The road across northern Spain to Santiago de Compostela in the northwest was one of the three major Christian pilgrimage routes during the Middle Ages, leading pilgrims to the resting place of the Apostle St. James. Today, the system of trails and roads that made up the old pilgrimage route is the most popular long-distance trail in Europe, winding from the heights of the Pyrenees to the gently rolling fields and woods of Galicia. Hundreds of thousands of modern-day pilgrims, art lovers, historians, and adventurers retrace the road today, traveling through a stunningly varied landscape which contains some of the most extraordinary art and architecture in the western world. For any visitor, the Road to Santiago is a treasure trove of historical sites, rustic Spanish villages, churches and cathedrals, and religious art.
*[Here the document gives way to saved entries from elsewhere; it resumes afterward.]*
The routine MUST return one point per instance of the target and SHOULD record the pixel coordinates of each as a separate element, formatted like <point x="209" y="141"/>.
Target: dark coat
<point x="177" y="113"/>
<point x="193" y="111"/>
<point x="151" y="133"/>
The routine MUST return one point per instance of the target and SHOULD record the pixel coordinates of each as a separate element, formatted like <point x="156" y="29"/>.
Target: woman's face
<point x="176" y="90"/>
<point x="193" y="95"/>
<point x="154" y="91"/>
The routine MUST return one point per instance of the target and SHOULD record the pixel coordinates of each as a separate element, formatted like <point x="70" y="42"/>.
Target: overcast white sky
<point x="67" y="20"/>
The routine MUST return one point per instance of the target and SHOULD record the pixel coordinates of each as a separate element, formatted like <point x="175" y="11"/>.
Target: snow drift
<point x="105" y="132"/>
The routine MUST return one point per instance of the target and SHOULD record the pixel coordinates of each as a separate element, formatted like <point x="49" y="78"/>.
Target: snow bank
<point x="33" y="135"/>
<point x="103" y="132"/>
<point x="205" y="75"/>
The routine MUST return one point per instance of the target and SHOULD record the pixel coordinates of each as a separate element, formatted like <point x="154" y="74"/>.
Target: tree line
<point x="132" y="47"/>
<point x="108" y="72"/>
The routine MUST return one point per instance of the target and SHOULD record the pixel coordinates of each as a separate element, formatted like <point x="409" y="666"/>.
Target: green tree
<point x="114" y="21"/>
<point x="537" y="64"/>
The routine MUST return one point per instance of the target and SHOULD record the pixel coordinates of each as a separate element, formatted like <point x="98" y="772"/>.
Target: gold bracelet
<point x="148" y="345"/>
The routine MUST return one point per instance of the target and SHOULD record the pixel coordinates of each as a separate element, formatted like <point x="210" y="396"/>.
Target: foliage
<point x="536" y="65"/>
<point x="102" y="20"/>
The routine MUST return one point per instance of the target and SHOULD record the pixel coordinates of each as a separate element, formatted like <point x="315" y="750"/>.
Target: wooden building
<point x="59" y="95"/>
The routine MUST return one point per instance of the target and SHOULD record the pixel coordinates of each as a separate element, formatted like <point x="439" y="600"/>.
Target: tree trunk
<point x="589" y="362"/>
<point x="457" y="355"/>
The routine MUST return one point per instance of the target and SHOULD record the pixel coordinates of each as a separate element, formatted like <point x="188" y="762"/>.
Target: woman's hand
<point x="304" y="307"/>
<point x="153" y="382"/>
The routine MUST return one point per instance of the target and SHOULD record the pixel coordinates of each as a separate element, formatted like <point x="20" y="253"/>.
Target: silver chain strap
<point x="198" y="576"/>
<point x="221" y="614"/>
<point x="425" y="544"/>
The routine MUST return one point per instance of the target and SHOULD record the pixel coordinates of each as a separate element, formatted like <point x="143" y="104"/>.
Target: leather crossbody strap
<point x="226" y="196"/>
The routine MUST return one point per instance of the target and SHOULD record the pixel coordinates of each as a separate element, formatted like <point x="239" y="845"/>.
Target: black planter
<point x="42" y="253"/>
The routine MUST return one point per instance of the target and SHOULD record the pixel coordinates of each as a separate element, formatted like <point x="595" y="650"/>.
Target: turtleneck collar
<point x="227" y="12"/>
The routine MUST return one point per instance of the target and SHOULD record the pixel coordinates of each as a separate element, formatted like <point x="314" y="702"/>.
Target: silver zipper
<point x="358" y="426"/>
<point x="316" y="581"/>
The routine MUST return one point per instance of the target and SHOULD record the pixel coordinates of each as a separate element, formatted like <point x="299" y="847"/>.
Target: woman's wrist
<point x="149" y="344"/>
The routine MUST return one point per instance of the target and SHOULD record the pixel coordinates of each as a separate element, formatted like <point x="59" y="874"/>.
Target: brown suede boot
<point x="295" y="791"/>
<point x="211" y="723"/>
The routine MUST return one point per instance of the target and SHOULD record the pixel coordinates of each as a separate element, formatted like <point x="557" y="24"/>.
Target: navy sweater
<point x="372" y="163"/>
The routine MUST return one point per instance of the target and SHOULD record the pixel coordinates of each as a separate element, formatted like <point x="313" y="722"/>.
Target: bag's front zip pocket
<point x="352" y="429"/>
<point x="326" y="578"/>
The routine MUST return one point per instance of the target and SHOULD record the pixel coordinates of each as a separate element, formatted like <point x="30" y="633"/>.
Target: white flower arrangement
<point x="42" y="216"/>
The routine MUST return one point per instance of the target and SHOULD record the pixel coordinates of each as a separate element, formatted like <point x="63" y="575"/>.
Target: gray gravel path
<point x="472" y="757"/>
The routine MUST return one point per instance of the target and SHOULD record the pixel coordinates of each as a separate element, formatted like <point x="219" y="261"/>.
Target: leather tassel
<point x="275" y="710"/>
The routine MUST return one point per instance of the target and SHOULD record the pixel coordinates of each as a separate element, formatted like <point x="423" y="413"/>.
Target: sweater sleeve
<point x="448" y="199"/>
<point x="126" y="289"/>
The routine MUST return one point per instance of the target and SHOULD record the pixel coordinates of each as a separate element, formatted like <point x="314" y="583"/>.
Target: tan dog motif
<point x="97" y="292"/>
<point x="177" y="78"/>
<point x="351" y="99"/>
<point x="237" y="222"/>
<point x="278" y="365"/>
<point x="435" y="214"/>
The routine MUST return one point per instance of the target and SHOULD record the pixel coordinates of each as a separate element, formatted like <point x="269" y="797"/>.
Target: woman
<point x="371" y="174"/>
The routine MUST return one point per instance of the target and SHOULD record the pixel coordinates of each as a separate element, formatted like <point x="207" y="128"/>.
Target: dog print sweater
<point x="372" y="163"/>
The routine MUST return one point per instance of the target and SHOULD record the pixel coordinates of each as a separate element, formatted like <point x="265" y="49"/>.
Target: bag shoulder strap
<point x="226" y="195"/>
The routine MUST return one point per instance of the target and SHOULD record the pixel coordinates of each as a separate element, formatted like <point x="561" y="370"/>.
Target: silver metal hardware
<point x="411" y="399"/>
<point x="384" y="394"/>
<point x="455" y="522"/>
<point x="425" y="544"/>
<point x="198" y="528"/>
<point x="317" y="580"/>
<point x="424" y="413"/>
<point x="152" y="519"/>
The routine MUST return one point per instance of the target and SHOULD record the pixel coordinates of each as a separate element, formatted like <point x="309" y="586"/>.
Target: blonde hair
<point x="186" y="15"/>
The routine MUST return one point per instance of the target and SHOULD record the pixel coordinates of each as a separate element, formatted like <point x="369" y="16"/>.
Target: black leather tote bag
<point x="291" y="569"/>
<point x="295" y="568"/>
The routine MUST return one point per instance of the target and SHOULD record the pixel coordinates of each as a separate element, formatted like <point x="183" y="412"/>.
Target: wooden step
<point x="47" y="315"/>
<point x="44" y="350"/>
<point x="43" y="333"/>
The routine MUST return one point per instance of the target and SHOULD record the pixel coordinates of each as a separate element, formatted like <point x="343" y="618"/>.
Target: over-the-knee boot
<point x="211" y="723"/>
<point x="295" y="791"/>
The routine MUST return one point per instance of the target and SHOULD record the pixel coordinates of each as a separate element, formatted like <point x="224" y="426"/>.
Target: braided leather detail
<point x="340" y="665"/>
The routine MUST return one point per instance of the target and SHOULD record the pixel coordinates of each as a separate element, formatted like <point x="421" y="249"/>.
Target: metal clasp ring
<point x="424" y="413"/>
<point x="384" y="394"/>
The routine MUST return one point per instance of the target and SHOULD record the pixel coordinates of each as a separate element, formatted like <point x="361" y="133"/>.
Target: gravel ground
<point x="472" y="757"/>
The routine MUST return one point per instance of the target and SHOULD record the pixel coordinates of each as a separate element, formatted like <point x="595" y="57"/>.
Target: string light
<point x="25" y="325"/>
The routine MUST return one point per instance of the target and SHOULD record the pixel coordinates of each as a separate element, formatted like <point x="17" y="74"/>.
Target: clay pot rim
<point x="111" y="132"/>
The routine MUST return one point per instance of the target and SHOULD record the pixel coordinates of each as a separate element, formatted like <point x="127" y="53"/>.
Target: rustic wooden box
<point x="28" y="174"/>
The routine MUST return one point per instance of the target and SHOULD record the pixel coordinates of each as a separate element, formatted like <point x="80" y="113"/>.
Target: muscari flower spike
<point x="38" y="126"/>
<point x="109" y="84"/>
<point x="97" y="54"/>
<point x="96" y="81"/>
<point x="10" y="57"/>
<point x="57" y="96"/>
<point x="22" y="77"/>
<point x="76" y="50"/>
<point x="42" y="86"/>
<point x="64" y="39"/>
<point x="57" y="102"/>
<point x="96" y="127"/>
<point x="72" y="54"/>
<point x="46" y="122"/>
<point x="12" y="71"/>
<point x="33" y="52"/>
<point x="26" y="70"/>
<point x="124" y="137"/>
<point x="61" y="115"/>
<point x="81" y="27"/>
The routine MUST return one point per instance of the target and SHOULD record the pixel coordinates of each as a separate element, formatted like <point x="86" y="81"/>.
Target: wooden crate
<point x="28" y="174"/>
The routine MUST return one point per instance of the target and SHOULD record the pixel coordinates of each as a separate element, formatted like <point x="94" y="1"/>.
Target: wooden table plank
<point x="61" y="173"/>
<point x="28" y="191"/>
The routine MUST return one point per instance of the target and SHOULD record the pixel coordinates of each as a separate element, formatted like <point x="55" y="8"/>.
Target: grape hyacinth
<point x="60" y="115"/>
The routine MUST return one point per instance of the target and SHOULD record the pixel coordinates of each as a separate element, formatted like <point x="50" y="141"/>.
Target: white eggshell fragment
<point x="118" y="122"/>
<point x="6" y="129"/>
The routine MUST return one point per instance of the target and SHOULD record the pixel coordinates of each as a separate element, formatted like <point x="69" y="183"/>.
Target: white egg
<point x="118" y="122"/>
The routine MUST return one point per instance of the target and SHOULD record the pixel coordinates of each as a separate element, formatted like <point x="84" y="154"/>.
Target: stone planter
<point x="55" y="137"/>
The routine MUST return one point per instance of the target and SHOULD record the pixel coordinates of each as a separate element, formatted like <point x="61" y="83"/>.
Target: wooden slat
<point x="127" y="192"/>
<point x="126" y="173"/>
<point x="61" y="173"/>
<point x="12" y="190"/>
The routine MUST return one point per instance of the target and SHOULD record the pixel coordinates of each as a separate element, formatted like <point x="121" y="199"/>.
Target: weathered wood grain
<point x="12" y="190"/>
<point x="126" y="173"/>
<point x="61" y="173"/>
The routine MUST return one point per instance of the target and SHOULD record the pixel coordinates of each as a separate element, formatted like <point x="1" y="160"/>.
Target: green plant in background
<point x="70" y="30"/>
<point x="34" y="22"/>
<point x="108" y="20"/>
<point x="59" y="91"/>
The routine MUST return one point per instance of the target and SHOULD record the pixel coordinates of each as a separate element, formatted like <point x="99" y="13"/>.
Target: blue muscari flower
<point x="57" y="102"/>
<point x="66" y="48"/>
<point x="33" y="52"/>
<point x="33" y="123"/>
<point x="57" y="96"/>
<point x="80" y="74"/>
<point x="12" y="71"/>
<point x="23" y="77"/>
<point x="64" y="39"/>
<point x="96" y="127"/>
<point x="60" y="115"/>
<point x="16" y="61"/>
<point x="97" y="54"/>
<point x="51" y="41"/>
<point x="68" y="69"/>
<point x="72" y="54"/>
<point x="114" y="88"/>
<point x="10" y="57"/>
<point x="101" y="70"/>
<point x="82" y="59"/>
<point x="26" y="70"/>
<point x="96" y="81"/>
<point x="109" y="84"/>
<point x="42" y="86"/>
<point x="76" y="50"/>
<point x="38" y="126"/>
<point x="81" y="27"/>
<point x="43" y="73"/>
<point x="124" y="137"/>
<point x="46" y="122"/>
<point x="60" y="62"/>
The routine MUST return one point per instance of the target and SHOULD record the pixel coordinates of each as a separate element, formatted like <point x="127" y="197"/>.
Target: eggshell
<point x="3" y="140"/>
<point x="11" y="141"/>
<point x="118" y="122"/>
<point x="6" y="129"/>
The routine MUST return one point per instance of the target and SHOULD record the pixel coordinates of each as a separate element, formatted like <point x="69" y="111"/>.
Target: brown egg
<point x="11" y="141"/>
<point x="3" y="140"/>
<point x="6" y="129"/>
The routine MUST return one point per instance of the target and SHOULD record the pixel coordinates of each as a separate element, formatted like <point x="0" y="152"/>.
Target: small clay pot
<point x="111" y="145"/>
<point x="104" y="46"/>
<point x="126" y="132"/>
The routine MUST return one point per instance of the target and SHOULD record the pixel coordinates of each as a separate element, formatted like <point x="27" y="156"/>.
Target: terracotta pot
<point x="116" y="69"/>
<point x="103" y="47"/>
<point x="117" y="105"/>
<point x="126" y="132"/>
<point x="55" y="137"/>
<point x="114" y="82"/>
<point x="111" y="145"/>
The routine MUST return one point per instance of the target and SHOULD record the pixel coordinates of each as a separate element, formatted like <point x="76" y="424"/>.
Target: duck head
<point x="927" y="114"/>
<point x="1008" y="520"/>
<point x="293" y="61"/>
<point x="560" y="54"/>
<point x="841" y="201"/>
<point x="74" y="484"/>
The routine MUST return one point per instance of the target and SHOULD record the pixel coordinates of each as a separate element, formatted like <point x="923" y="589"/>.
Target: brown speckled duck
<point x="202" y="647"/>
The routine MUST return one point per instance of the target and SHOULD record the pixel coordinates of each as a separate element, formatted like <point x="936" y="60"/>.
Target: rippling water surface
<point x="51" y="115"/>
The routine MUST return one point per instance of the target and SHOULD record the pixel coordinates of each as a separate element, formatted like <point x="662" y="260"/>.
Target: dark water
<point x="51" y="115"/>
To fully appreciate the riches of this unique route, look no further than The Pilgrimage Road to Santiago, a fascinating step-by-step guide to the cultural history of the Road for pilgrims, hikers, and armchair travelers alike. Organized geographically, the book covers aspects of the terrain, places of interest, history, artistic monuments, and each town and village's historical relationship to the pilgrimage.
The authors have led five student treks along the Road, studying the art, architecture, and cultural sites of the pilgrimage road from southern France to Compostela. Their lectures, based on twenty-five years of pilgrimage scholarship and fieldwork, were the starting point for this handbook.